第3話 私と青年と、デート

 その日、私は書斎で執筆をしていた。

 基本、無音で作業することが常な私は、昼前に2LDKの玄関の鍵が開けられたことに気付いて、書斎を出ると、ルツが我が物顔でそこにいたが、五月なのに外はもう暑いらしい。薄っすらと彼は汗をかいている。


「あっつー」


「今日、来る予定だったか?」


「え?予定ないと来ちゃダメなの?」


「そんなこと言ってないだろ」


 私は、リビング寝室のエアコンのスイッチを入れ、冷房をかけた。

 すると、涼しい風が部屋を包むが、一向に身体は冷えてこない。


「こら、」


「先生。好き。今日デートしない?」


「は?」


 後ろからルツが私を抱きしめてくる。

 いやしかし、デートって……。

 いきなり言われても、化粧しなきゃだしさぁ。


「映画のチケット、買ってきたんだ。今日のレイトショーのだからこれからご飯食べに行って、どっかブラブラして、観に行こうよ」


「映画?」


「先生が観たいって言ってた洋画」


 くそ!!こいつはよく出来たやつだなぁ!!

 ルツが見せてきたのは、マジで私が観たいって頻りにいってた映画のチケットだった……。


 はぁ。おばさん、本気出すか。


「ちょっと待ってな」


「え」


「化粧してくる」


 私がそう言うと、ルツはにへっと締まりのない顔をした。




「先生、今日一段と綺麗だね」


 私がいつもより念入りに化粧をして、一張羅の黒のシフォンワンピースを着てリビングに出てくると、ルツは開口一番そう言った。


「いつもは綺麗じゃないってか」


「いつも綺麗だよ、先生は」


 くっそ、こいつに口で勝てる気がしない。

 私がどんな悪態を吐いても、さらっと返してくる。


 ホントは四十代とかじゃないんだろうか、こいつ。

 それか、人生二~三回目。


「でも、今日は一段と綺麗。嬉しい。俺とのデートで気合い入れてくれたんだ」


「うるさい、行くのか、行かないのか」


「行く!!」


やっぱり今日もルツは四十代のようでもあり、子供のようでもあった。


そんなこいつが、私は可愛くて仕方ない。


「いこっか」


「……ああ」


 ルツは自分の左手を私の右手に絡め、恋人つなぎにして上機嫌で私の半歩前を行く。


 私は、恋人とは縁遠い人生だった。

 学生時代も、社会人になっても、小説家として活動し始めてからも。

 全くいなかったわけではないけど、こんな上機嫌で私に付き合ってくれた男なんていたのか、と疑問に思う。

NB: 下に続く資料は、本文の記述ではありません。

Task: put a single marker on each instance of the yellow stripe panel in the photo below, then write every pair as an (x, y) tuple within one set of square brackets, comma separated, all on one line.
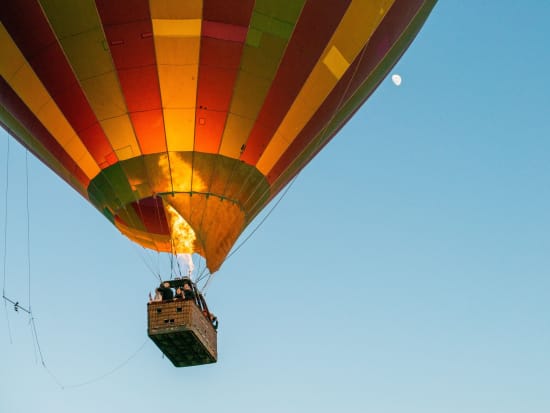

 もしかして、ルツは私が作った妄想上の人物なのかも、とも思うけど、周囲の女子が私に嫉妬してるから、ルツはきっといるんだろう。


「先生!!かき氷!!」


「はいはい、食べような」


「わーい!!」


 私は、こいつを離せそうにない。

 いや、こいつの張った糸に絡まれて、四肢を捉えられて逃げ出せないでいるのだ———……。